Dame Elizabeth Blackadder DBE, RA, RSA, RSW, RGI (1931-2021)

25 August 2021

Dame Elizabeth Blackadder DBE, RA, RSA, RSW, RGI was born in Falkirk in 1931. She studied at ECA from 1949 until 1954 under Robert Henderson Blyth and William Gillies inter alia and earned travelling scholarships to southern Europe and Italy. In 1956 she married artist and fellow Scottish Gallery exhibitor John Houston and began teaching in Edinburgh. She taught at Edinburgh College of Art from 1962 until her retirement in 1986. One of Scotland’s greatest artists, she also garners recognition and success in London. In 1972, Blackadder was elected member of the Royal Scottish Academy, Edinburgh and in 1976 she gained entry at the Royal Academy, London – the first woman to be elected into both institutions. In 2001, Elizabeth was made the first female Artist Limner by HRH The Queen, a position within the Royal Household unique to Scotland. One decade later, in 2011 (the year she turned 80) a major retrospective of her work opened at the National Galleries of Scotland.

Elizabeth Blackadder, 1978

Dame Elizabeth Blackadder is perhaps best known for her detailed yet lyrical watercolours of flowers, ‘table-top’ compositions using Oriental objects and her beloved cats. Trips to Japan and Venice and a greater emphasis on oil can be seen in landscape and townscape pieces as well as important still life series using decorated tins and boxes arranged with exotic fish, fruit and vegetables.
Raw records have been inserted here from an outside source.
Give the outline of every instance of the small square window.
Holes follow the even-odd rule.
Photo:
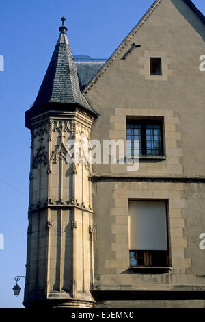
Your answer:
[[[150,57],[150,75],[162,75],[161,58]]]
[[[162,120],[128,120],[126,152],[130,158],[163,154]]]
Flower Studies - Lilies, Pink Cistus, Vinca, Codonopsis, Acanthus and Kniphofia,1990-91, watercolour, 55 x 78 cm

I knew Elizabeth Blackadder all my life. ‘The Houstons’ moved from London Street to Queen’s Crescent in 1963 and I lived ‘over the park’ in McLaren Road. My father was a colleague of her and her husband John Houston's in the Drawing and Painting Department at The College (Edinburgh College of Art). A rather rough form of lawn tennis was played in the park, and John and Elizabeth were a formidable doubles partnership, emerging in their whites from their back gate. Grown-up parties came and went before I got to know Elizabeth as an adult when I started working in The Scottish Gallery in 1983 and it was my particular pleasure to work with her and John over many, many exhibitions. The arrangement was often made over a lunch at the Kweilin Chinese restaurant, over the road from the Gallery’s current location in Dundas Street, a simple confirmatory letter all the contract required.

Guy Peploe
Elizabeth Blackadder, A Fife Farm near Burntisland, c.1952, ink on paper, 33 x 45 cm

Her exhibitions were great events, normally held during The Festival and of huge importance to the Gallery, commercially and reputationally. In the latter years, particularly after John died in 2008, and when laterally illness robbed her of her ability to work, I continued to see her and continue representation, looking to fulfil the plans she and John had made for the future. She was a charming, rather other-worldly person, a kind woman with a unique talent whose legacy is her extraordinary oeuvre.

Guy Peploe

John Houston and Elizabeth Blackadder, 1945

I met Elizabeth Blackadder and her husband John Houston when I first started working at the gallery in 1997. They were both down to earth, friendly, astute, practical artists - immersed in the studio practice and ‘getting on with art’. Elizabeth was extremely shy and unassuming - she was happiest at home with John sharing a passion for their garden, cooking and working in their separate studios.

Christina Jansen
Elizabeth Blackadder, Purple Table with Orange Dish, oil on canvas, 102 x 111 cm

Elizabeth drew and painted every. She took inspiration from her home and garden and absorbed the world around her, taking pleasure in the simple things. By sheer talent rather than design she became an icon and her work is so much more than cats and flowers. Her retrospective at the RSA (in 2011) revealed an artist with an enigmatic eye for composition and conceptual mind. Her art is loved by a nation. Elizabeth Blackadder will be missed greatly.